Sumit Singhal loves modern architecture. He comes from a family of builders who have built more than 20 projects in the last ten years near Delhi in India. He has recently started writing about the architectural projects that catch his imagination.
Aqualux Therme Fohnsdorf in Styria, Austria by Architekten Titus Walter Pernthaler ZT GmbH
December 12th, 2012 by Sumit Singhal
Article source: Architekten Titus Walter Pernthaler ZT GmbH
The history of Fohnsdorf as a coal mining town serves as the inspirational starting point for the design of the thermal bath. The building is situated as a monolithic block seemingly growing out of the existing topography by analogy with the characteristical form of a coal seam.
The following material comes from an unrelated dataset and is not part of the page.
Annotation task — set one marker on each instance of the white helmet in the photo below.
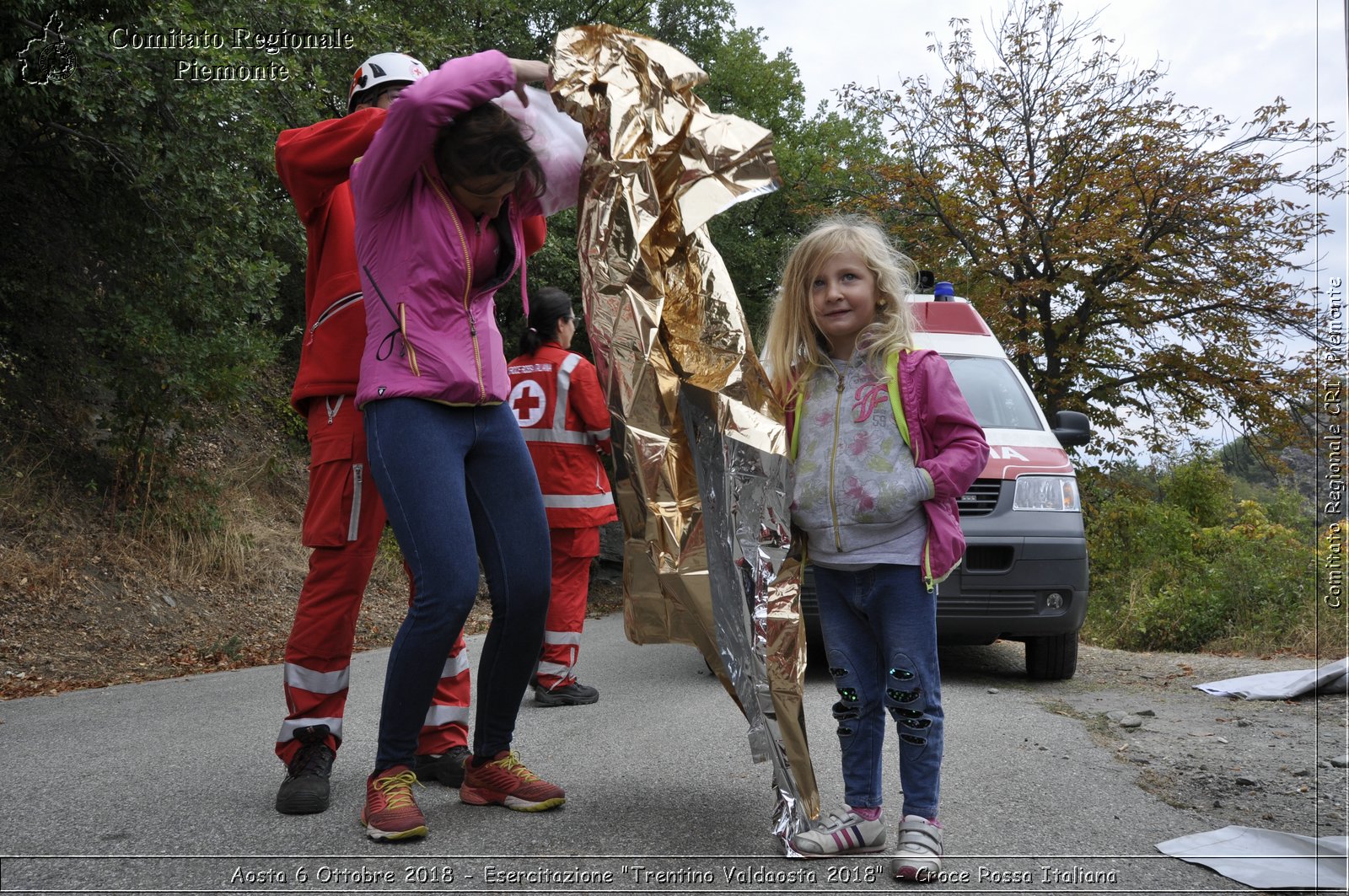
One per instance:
(384, 69)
Several axes open up the block to the surrounding landmarks like “Schloss Gabelhofen” and the alpine scenery. These “fissures” serve as natural lighting during the day and as illumination during the night. The reduced but deliberate use of openings and vistas intensify the tension and communication between interior and exterior space.
The glazed axes also stage the circulation of the building and divide the block into six distinct areas of activity: athletic pool; children’s area; adventure pool; wellness area and sauna, restaurant, health center The areas of activity are organized according to their different noise levels from high activity zones to relaxing areas along the main horizontal circulation axis that forms an interior courtyard in the center of the building.
This central atrium introduces natural lighting and green space into the center of the building making the course of the sun and the sequence of seasons tangible in the interior of the thermal bath.
Along the glazed axes the dark cladding of the exterior walls continues into the internal space and reinforces the interconnection between interior and exterior space.
In contrast to the dark ceramic tiling of the interior floors the water pools are tiled with light stones that reflect the light and allow a better illumination of the water with luminaries installed inside the pools and on the ceilings. The third predominant interior material – the timber form work – creates another reference to the mining tradition and allows a seamless transition between walls and ceilings.
The joints of the timber form work improve the acoustics and serve as ventilation slots. The insertions of galleries enhance the differentiated spatial effects and create a multitude of visual relationships between the different levels of the thermal bath.